Ürküt, 7-8 Ekim olaylarıyla birlikte Çözüm Sürecini istemeyen güçlerin devreye girdiğini belirtti:
“Bu provokasyonun sebebinin Kürt sorununun demokratik barışçıl çözümünün önüne geçmek olduğu aşikardır. Bu provokasyonun arkasındaki asıl güç Oslo sürecini akamete uğratan ve tekrardan ortaya çıkan darbe girişimine kadar devam eden güçtür.
“1990’ları yaşayan biri olarak şunu söyleyebilirim; Kürt sorununun çözümünü istemeyen güçler sürekli vatan-millet-Sakarya söylemiyle kitleleri manipüle ederler.
“Kürt sorununun demokratik barışçıl çözümü için girişimde bulunanlar ağır bedeller ödedi. Özal dönemi, Oslo süreci vb. dönemlerde çok farklı provokasyonlar ayarlanarak Çözüm Süreci akamete uğratılmıştır.”
Ürküt, Kobanî olaylarındaki provokasyonun devamı olarak iki polisin öldürüldüğü Ceylanpınar olayının yaşandığını ifade etti.
“Son dönemlerde meydana gelen en küçük bir olayda FETÖ'nün parmağı aranırken, 7-8 Ekim olaylarında tüm okların cemaati göstermesine rağmen bir araştırmanın yapılmadığına” dikkat çeken Ürküt, “En azından o dönemin güvenlik birimleri hakkında herhangi bir soruşturma açılmış mı diye İçişleri Bakanlığı’ndan bilgi istenilmesini talep ediyorum” dedi.
“HDP’nin çağrısı bir şiddet çağrısı değildi”
Olayların sorumlusunun HDP olmadığına vurgu yapan Ürküt, şunları söyledi:
“6-8 Ekim 2014 tarihinde yaşanan olaylardan HDP MYK’sının sorumlu tutulamayacağını AİHM Büyük Daire Demirtaş kararında da ifade eder.

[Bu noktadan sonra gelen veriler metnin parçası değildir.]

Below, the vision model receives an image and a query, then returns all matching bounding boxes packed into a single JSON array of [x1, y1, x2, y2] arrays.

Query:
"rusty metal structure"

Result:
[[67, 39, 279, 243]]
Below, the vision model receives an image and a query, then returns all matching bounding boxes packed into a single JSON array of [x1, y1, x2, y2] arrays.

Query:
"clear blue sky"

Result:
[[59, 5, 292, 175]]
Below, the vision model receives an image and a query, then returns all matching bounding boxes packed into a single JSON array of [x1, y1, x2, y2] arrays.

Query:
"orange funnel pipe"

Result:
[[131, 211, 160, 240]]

“Bir başka mahkeme kararı 7-8 Ekim 2014 tarihli olaylarla ilgili Iğdır Ağır Ceza Mahkemesi’nden geldi. Kararda bir siyasi parti liderinin çağrısı suç teşkil etmeyecek şeklinde ifadeler var. Yargıtay 16. Ceza Dairesi onaylamıştır.

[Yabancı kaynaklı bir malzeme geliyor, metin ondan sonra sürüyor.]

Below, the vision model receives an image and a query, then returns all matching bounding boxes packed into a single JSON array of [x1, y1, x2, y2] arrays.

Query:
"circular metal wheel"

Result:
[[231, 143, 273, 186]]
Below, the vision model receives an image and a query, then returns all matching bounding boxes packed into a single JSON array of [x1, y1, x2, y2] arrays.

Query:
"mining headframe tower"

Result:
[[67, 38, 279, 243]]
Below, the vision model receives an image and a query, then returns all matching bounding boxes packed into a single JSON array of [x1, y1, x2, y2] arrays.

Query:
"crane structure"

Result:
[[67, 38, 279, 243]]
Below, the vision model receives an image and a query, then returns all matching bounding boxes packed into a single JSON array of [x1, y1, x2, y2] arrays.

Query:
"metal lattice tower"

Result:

“Bu karardan da anlaşılacağı üzere HDP’nin çağrısı bir şiddet çağrısı değildir ve yaşanan olaylarla bir ilişkisi yoktur.
“Çözüm Süreci Heyetinin 9 Ekim 2014 tarihinde Efkan Ala ile yaptıkları görüşmenin ardından yaptıkları açıklamada diyalog vurgusu var ve sağduyu çağrısı yapmışlardır. Olayların son bulması için çağrılar yapmış ve devlet yetkileriyle sürekli diyalog halinde kalarak Çözüm Sürecinde ısrar etmiştir.
“HDP 7-8 Ekim olaylarının araştırılması için bir komisyon kurulmasını istedi ancak bu önergelerin hepsi AKP grubu tarafından reddedildi.”
“Çözüm Süreci neden bitirildi?”
Hükümetin de o dönemde Çözüm Sürecinin bitirilmesini istemediğini kaydeden Ürküt, Dolmabahçe Mutabakat metnini hatırlattı. Hükümet ve PYD ilişkisinin de o dönem devam ettiğini dile getiren Ürküt, “Çözüm Süreci neden bitirildi?” diye sordu.
“Çözüm Süreci siyasi yarar sağlandığı sürece mi gündemde tutuluyordu. Tek başına iktidar getirmiyorsa süreçten vaz mı geçmek gerekir? Çözüm Süreci devam etseydi büyük bir kazanım olacaktı. Ama bundan vazgeçilmesinin hepimize büyük faturası oldu.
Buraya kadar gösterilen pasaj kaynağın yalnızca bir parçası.